Desa Konstruksi Hijau: Mahasiswa Berdampak Hadir di Penggaron Kidul
Program Mahasiswa Berdampak: Pemberdayaan Mahasiswa Badan Eksekutif Mahasiswa Tahun 2025 dari Kementerian Pendidikan Tinggi, Sains, dan Teknologi (Kemdiktisaintek) resmi hadir di Kelurahan Penggaron Kidul, Kecamatan Pedurungan, Kota Semarang. Program ini mengusung tema “Desa Konstruksi Hijau” dan dilaksanakan mulai September hingga Desember 2025.

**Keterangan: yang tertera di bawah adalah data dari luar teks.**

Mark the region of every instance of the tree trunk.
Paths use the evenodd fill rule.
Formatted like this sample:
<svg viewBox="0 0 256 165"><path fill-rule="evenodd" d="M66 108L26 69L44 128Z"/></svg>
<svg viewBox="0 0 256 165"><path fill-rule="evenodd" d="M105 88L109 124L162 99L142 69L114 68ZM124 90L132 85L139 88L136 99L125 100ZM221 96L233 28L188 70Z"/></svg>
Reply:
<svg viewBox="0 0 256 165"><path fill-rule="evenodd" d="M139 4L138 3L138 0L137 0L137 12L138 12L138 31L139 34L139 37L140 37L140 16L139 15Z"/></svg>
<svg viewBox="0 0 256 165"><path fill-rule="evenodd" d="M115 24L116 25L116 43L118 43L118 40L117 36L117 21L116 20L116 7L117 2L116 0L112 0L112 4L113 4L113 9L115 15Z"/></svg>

Kegiatan ini diinisiasi oleh kolaborasi Badan Eksekutif Mahasiswa Fakultas Teknik (BEM FT) dan Badan Eksekutif Mahasiswa Fakultas Ekonomika dan Bisnis (BEM FEB), dengan tujuan untuk memberdayakan masyarakat serta mendorong pembangunan berkelanjutan di tingkat desa.

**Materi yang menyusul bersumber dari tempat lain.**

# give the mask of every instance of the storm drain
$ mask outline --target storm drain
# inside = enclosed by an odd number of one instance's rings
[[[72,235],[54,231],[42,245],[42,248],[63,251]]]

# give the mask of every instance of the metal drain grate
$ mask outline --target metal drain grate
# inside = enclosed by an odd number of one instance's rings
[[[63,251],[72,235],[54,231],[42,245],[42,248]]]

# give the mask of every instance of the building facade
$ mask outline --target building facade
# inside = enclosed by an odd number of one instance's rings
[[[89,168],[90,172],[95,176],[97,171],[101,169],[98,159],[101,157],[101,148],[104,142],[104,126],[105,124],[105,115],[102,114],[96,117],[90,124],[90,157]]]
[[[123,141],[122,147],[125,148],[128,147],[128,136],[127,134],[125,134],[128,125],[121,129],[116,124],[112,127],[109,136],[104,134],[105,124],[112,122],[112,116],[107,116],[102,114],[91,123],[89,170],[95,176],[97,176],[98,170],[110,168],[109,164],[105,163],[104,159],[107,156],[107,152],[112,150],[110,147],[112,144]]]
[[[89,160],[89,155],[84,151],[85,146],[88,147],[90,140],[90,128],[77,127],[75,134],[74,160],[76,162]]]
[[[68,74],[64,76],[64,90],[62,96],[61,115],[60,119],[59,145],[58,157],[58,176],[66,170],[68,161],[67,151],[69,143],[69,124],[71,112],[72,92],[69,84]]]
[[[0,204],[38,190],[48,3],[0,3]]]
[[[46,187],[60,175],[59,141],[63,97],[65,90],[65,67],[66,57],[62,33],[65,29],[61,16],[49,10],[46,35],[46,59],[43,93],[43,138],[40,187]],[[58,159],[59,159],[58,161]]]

Melalui program Desa Konstruksi Hijau, mahasiswa diharapkan mampu menghadirkan solusi nyata dalam bidang lingkungan, infrastruktur hijau, dan pemberdayaan ekonomi masyarakat. Beberapa fokus kegiatan meliputi:
- Edukasi pembangunan ramah lingkungan dan efisiensi energi.

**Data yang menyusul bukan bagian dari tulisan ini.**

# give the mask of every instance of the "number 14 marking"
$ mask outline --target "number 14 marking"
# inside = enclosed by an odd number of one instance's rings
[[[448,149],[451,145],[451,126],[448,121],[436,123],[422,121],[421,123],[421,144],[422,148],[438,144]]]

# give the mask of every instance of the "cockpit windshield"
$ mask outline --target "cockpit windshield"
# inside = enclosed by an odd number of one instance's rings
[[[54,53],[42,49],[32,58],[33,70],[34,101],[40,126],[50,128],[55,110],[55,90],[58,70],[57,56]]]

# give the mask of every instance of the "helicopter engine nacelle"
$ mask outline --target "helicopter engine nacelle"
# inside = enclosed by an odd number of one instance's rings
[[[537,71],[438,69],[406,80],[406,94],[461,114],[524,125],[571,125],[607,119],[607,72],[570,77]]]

- Penerapan konsep konstruksi hijau dalam skala desa.
- Pemberdayaan UMKM melalui manajemen bisnis berkelanjutan.
- Penguatan peran pemuda dan masyarakat dalam menjaga lingkungan sekitar.
Program ini juga diharapkan mampu mempererat hubungan antara perguruan tinggi dengan masyarakat, sekaligus menjadi wadah bagi mahasiswa untuk mengasah keterampilan kepemimpinan, kerja sama, serta kepekaan sosial.
Dengan adanya Mahasiswa Berdampak 2025, Kelurahan Penggaron Kidul diproyeksikan menjadi salah satu model desa binaan yang menonjolkan nilai inovasi, keberlanjutan, dan kolaborasi dalam pembangunan.